その現場というのは、自殺したり病死したりして住人がいなくなったアパートの空き部屋や廃屋なんか…つまり、掃除は掃除でも、言い方を変えると『遺品処分』だ。
あれは…
今から一ヶ月ほど前の事。
俺は、ある現場の掃除をやりに職場の先輩と行ったのだが…その現場というのが郊外にポツンと建つボロボロの木造の一軒家だった。
何でも…その家には、身寄りの無いお婆さんが独りで住んでいたんだが、元々、心臓の病気を抱えていて急にポックリと亡くなってしまったらしい。
で、実際にその家に入ってみると…いやはや、足の踏み場も無いほど辺り一面ゴミが散乱していて…。
近所から、『ゴミ屋敷』と呼ばれていたみたいだ…。
ゴミの中には、たくさんのビールの空き缶なんかも転がっていて、心臓の病気を持っているにも関わらず、カナリお酒好きのお婆さんだったらしい。
それで、俺はその家の掃除をしていて…
ある一枚の葉書が、床に落ちている事に気が付いたんだ。
その葉書を拾って見てみると、それは〇〇ビール発行の物で裏面の上の方には『ナチュラル・ライトご愛飲キャンペーン!』と、デカデカとタイトルが銘打ってあった。

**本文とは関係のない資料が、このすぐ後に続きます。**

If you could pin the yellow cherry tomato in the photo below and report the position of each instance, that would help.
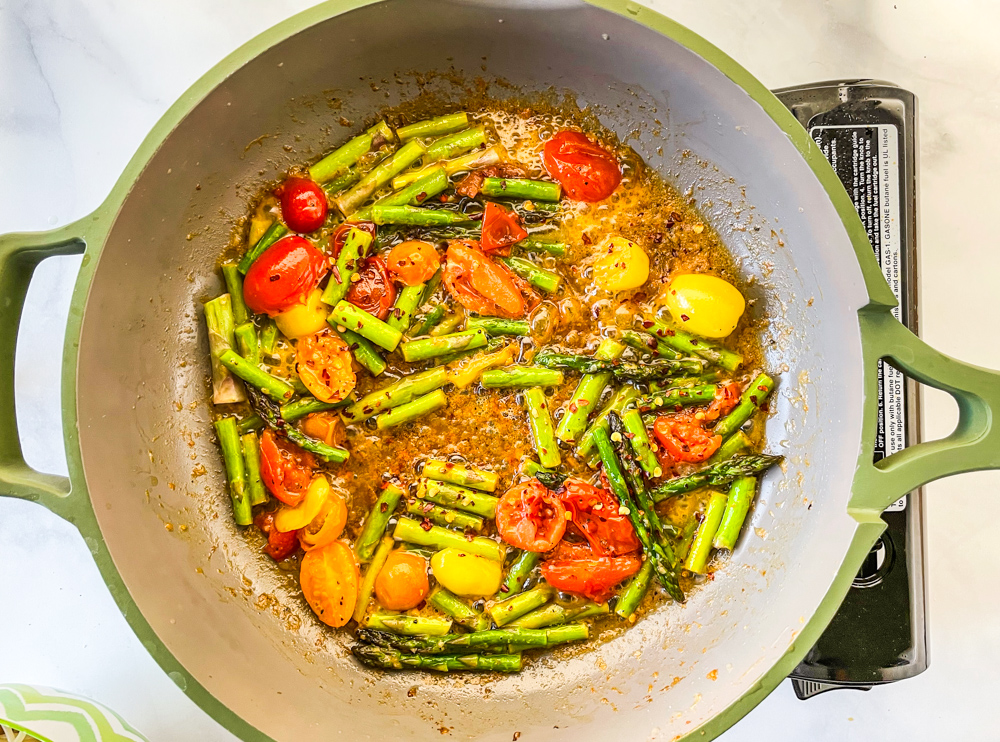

このキャンペーンは、コンビニでバイトをしている俺も時々、応募葉書を目にしているんで知っている。
缶ビールの丸い銘柄シールを集めて、葉書に貼り付けて応募すると抽選でこれまた缶ビールのパックがもらえるというヤツだ。
で…よく見ると、何と!その床に落ちてた葉書には、その銘柄シールが全て貼り付けてあったんだ!
つまりは、完全コンプリート!達成状態だ!
しかし…
葉書の下の方に有る、肝心の応募者の住所氏名の記入欄は…
未記入の空白になっていた…。
恐らく、この家で亡くなったお婆さん…このキャンペーンに応募しようと、せっせとビールを飲んでこの葉書にシールを貼り続けたのだろう。

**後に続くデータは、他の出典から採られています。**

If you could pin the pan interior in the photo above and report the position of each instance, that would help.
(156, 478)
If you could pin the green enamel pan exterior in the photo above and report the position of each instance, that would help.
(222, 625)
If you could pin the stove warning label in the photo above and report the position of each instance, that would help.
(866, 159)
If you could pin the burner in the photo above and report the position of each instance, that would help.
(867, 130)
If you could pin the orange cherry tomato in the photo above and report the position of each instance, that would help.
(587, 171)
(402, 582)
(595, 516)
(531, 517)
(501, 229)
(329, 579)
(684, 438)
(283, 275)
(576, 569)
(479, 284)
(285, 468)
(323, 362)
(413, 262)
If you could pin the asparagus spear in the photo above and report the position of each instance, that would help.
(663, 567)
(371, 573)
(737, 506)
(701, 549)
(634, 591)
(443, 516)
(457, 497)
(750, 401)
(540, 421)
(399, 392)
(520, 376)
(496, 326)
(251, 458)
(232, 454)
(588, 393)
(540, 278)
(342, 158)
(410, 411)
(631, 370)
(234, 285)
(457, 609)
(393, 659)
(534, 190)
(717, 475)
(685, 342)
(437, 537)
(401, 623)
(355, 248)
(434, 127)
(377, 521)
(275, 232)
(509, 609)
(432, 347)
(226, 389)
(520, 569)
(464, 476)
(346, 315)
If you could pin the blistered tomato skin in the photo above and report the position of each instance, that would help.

そして、遂に全て貼り終わり、いざ応募しようと自分の住所氏名を記入する段になって…
不幸にも、記入できずに応募する前に急死してしまった…。
「いやぁ…。せっかくシールが全部、貯まったと言うのに…何とも、気の毒な話だなぁ…」
俺は、その亡くなったお婆さんに同情した。